The local Vendys grew out of a famous competition in New York City, which has held them since 2005 as part of the nonprofit Street Vendor Project. Philadelphia's version benefits the Food Trust.
Saturday's outing will have a dozen competitors - chosen through an online vote - up from eight last year.
Three of them were also finalists last year: King of Falafel (the granddaddy of Middle Eastern street food, which has been in business at 16th Street and JFK Boulevard since 1989); Sugar Philly (run by three friends out of a truck named Sheila); and Sweet Box Cupcakes (whose owner, Gretchen Fantini, won the best-dessert prize last year).

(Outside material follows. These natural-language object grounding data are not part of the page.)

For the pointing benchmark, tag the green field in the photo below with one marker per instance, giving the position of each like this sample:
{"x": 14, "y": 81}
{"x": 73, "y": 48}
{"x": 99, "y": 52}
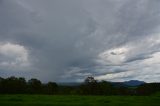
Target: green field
{"x": 46, "y": 100}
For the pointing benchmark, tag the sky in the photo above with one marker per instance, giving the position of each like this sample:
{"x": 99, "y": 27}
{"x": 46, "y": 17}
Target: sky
{"x": 68, "y": 40}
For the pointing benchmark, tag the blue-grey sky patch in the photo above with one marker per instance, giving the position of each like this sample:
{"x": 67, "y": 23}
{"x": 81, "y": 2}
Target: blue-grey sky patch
{"x": 68, "y": 40}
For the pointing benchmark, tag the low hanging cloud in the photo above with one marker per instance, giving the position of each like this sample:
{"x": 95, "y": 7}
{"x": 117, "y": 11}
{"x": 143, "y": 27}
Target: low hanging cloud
{"x": 69, "y": 40}
{"x": 13, "y": 56}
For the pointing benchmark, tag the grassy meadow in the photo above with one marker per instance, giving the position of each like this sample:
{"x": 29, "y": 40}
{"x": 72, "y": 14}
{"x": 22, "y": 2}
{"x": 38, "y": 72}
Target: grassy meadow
{"x": 66, "y": 100}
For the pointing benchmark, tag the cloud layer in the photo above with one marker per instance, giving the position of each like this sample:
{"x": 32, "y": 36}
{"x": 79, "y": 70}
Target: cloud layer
{"x": 68, "y": 40}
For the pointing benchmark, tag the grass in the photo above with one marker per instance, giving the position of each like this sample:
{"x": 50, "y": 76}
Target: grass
{"x": 47, "y": 100}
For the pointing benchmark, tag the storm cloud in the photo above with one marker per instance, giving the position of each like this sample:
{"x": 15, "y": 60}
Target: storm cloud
{"x": 68, "y": 40}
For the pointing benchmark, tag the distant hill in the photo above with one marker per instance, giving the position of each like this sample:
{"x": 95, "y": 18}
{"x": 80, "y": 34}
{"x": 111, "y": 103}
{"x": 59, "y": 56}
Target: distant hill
{"x": 133, "y": 83}
{"x": 118, "y": 84}
{"x": 69, "y": 83}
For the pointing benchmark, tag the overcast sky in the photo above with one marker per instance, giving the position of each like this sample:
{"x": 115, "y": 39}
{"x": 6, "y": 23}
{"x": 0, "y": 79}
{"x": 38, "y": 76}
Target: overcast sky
{"x": 68, "y": 40}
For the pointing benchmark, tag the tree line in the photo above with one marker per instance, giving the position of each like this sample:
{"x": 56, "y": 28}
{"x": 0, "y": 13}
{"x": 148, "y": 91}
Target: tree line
{"x": 90, "y": 86}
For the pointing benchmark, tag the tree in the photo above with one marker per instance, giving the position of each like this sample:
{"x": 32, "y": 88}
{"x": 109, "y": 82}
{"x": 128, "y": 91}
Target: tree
{"x": 51, "y": 88}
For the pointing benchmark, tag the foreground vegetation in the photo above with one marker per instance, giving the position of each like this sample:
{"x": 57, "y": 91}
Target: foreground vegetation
{"x": 13, "y": 85}
{"x": 68, "y": 100}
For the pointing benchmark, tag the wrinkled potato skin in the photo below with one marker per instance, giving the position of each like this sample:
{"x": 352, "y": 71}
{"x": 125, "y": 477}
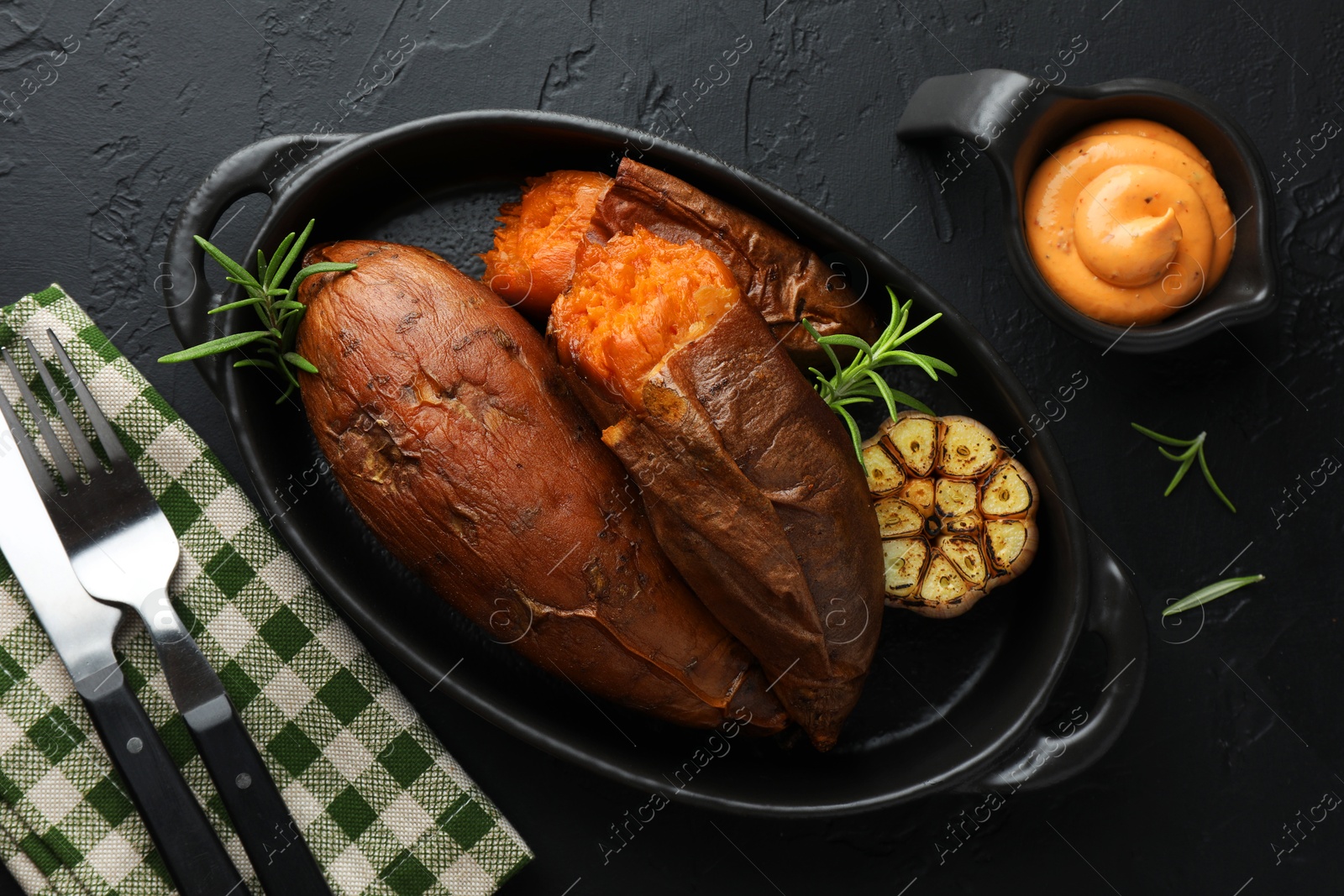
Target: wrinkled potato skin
{"x": 448, "y": 423}
{"x": 780, "y": 278}
{"x": 759, "y": 500}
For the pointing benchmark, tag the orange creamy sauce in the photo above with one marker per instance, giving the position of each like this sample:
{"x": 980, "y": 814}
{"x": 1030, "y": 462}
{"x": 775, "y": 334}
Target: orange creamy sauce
{"x": 1128, "y": 223}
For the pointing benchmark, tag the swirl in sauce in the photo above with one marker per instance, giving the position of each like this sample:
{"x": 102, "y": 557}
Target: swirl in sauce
{"x": 1128, "y": 223}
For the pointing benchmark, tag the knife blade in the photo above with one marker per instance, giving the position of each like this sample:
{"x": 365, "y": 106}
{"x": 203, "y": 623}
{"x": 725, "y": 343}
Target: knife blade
{"x": 81, "y": 631}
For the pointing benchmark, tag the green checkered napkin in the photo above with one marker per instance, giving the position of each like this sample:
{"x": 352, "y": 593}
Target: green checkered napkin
{"x": 383, "y": 806}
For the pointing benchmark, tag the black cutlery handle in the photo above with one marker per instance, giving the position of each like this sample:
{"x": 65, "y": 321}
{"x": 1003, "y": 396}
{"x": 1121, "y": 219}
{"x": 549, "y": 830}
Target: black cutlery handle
{"x": 178, "y": 825}
{"x": 279, "y": 852}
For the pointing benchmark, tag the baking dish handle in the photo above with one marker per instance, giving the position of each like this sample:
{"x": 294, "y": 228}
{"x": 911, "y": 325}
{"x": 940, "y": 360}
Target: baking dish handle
{"x": 253, "y": 170}
{"x": 1048, "y": 758}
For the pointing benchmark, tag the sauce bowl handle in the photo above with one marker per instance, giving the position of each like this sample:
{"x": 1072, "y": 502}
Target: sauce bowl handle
{"x": 992, "y": 109}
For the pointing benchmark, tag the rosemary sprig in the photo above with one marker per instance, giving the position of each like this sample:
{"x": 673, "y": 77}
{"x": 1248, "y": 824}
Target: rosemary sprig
{"x": 860, "y": 382}
{"x": 1211, "y": 593}
{"x": 1194, "y": 452}
{"x": 280, "y": 315}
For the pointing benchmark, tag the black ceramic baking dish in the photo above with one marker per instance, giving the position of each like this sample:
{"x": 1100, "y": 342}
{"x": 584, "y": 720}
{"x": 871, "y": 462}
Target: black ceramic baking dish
{"x": 1016, "y": 120}
{"x": 948, "y": 705}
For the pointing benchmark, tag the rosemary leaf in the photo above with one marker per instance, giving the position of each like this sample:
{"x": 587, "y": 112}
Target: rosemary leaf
{"x": 276, "y": 307}
{"x": 1164, "y": 439}
{"x": 214, "y": 347}
{"x": 1211, "y": 593}
{"x": 860, "y": 380}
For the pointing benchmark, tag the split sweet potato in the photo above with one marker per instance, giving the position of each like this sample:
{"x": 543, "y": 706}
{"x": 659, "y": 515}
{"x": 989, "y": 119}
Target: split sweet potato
{"x": 533, "y": 258}
{"x": 780, "y": 278}
{"x": 748, "y": 476}
{"x": 534, "y": 253}
{"x": 450, "y": 429}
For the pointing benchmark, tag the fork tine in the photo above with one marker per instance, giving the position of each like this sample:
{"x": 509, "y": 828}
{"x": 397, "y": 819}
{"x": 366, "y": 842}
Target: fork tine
{"x": 37, "y": 469}
{"x": 58, "y": 453}
{"x": 111, "y": 443}
{"x": 77, "y": 436}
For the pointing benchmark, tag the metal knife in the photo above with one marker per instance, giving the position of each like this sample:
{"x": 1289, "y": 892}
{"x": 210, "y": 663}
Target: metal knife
{"x": 81, "y": 629}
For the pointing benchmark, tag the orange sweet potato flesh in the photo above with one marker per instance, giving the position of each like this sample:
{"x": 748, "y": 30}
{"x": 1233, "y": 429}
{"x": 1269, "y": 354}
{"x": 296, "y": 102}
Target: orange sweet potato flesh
{"x": 635, "y": 300}
{"x": 448, "y": 423}
{"x": 780, "y": 278}
{"x": 534, "y": 250}
{"x": 752, "y": 485}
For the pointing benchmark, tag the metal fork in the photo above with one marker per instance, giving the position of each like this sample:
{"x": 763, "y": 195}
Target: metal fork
{"x": 124, "y": 551}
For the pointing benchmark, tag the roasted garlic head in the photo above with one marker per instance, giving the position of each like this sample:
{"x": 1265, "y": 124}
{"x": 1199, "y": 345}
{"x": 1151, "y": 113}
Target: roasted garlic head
{"x": 958, "y": 513}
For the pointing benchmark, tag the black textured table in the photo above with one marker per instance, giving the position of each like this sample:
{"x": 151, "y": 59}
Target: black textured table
{"x": 1225, "y": 779}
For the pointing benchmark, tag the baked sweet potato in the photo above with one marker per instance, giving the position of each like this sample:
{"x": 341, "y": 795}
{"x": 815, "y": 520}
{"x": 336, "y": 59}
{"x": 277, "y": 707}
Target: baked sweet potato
{"x": 533, "y": 258}
{"x": 448, "y": 425}
{"x": 748, "y": 476}
{"x": 780, "y": 278}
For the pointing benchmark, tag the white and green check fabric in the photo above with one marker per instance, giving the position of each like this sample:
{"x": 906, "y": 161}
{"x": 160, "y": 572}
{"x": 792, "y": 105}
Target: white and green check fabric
{"x": 383, "y": 806}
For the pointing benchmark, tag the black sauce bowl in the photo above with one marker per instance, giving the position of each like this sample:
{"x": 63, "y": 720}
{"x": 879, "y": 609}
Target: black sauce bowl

This year's talent, most of it itinerant, includes:
The Smoke Truck, which features barbecue by Mark Coates, who briefly operated the bricks-and-mortar restaurant Bebe's Barbecue in South Philadelphia.
Vernalicious, whose owners Verna Swerdlow and David Jurkofsky prepare eclectic comfort foods such as grilled cheese and banh mi; it's been on the road for less than a year.
The Foo Truck, whose specialty is Asian street food such as pork belly, braised meatballs, and lemongrass chicken (no relation to Susanna Foo).
Delicias, run by two Venezuela-born arepa and empanada specialists on the 3400 block of Market Street.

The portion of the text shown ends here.